Hola buenas, necesito ayuda con un desfasaje de 90 grados que estoy intentando hacer pero a una señal ttl, porq*UE* debo generar dos señales, una ttl y la otra desfasada con respecto a esta 90 grados, sera que podras instruirme al respecto? Soy un poco nueva al respecto


----------



## Ronnie Bell (Jul 28, 2010)

buenas.. yo estoy haciendo el montaje del modulador qpsk y siento que no he avansado mucho..quien tiene un modelo de montaje osea un diagrama que no sea de bloque que me diga este integrado con sus componentes y te sale la señal QPSK....seria de gran ayuda donde conseguir esos montajes o una explicacion de ese montaje se que viene del PSK pero no me piden eso...sino el QPSK, gracias...


----------



## shadowil (Oct 11, 2010)

saludos rarakane me gustaría saber si ya solucionaste el problema del demodulador pues yo también necesito hacer uno parecido.

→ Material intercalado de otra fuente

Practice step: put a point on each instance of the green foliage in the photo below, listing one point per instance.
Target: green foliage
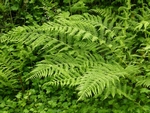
(77, 62)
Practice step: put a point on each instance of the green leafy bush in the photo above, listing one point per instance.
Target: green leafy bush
(58, 66)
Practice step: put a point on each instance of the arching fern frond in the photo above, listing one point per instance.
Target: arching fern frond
(71, 52)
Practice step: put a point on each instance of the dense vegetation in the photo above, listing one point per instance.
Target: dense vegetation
(75, 56)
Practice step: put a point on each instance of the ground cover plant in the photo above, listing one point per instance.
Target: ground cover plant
(89, 60)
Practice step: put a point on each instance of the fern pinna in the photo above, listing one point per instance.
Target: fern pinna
(74, 51)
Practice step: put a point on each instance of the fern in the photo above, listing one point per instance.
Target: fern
(74, 52)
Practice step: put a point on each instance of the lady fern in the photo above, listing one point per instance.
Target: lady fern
(74, 52)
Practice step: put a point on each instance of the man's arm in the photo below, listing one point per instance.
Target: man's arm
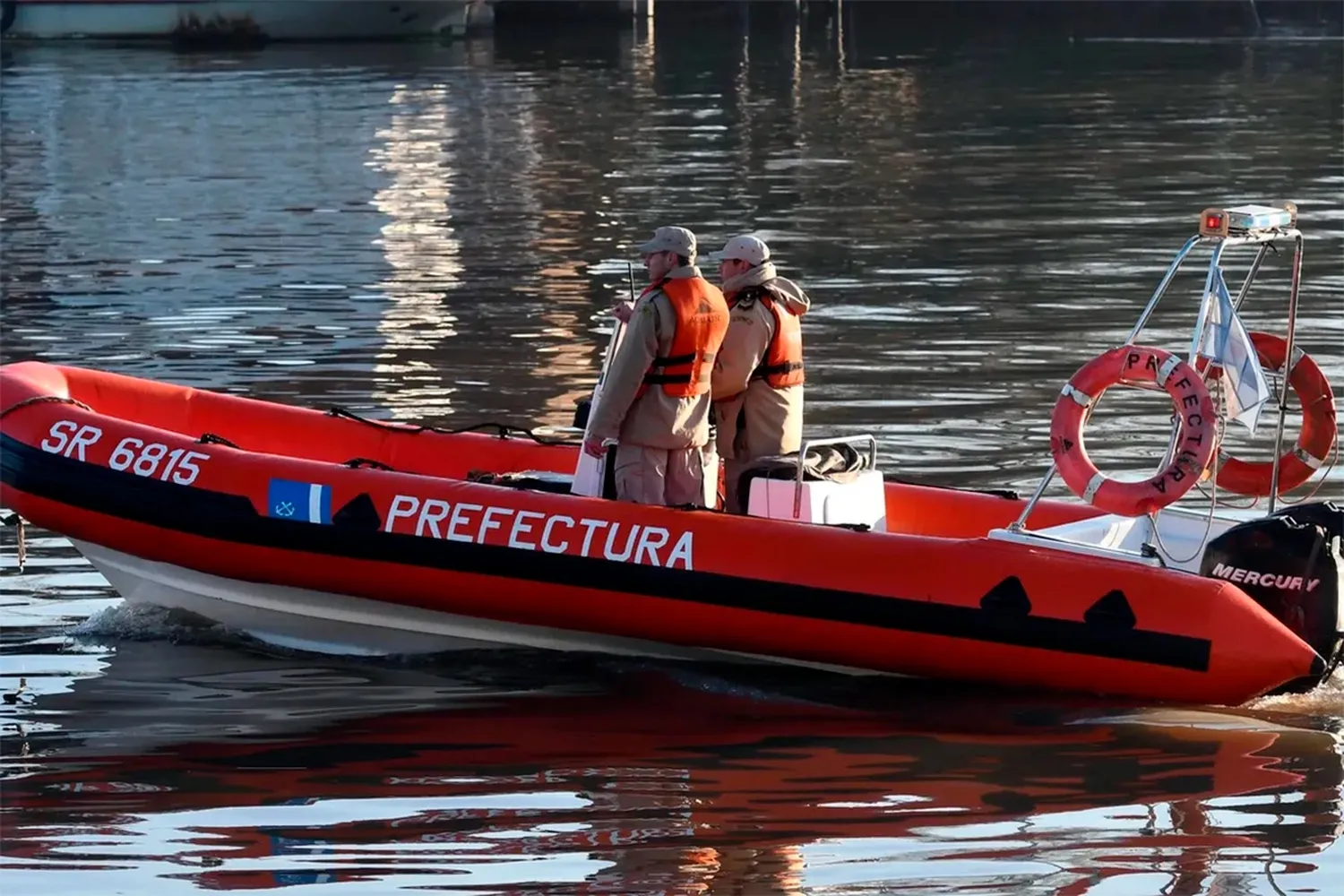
(634, 357)
(742, 351)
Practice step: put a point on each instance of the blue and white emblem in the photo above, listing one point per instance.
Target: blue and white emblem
(301, 501)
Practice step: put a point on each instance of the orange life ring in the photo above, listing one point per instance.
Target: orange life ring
(1314, 443)
(1195, 440)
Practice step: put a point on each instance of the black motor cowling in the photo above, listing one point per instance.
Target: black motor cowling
(1290, 563)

me gustaría saber que tipo de componentes utilizaste para poder hacerlo  

gracias de antemano por tu ayuda


----------



## Gradmaster (Oct 11, 2010)

mmm, creo que si piensas usarlo como mezclador no multiplicas sino que sumas o restas las señales, busca en la web un mezclador para BLU, es muy sencillo solo llevan 4 diodos.

saludos y exito.


----------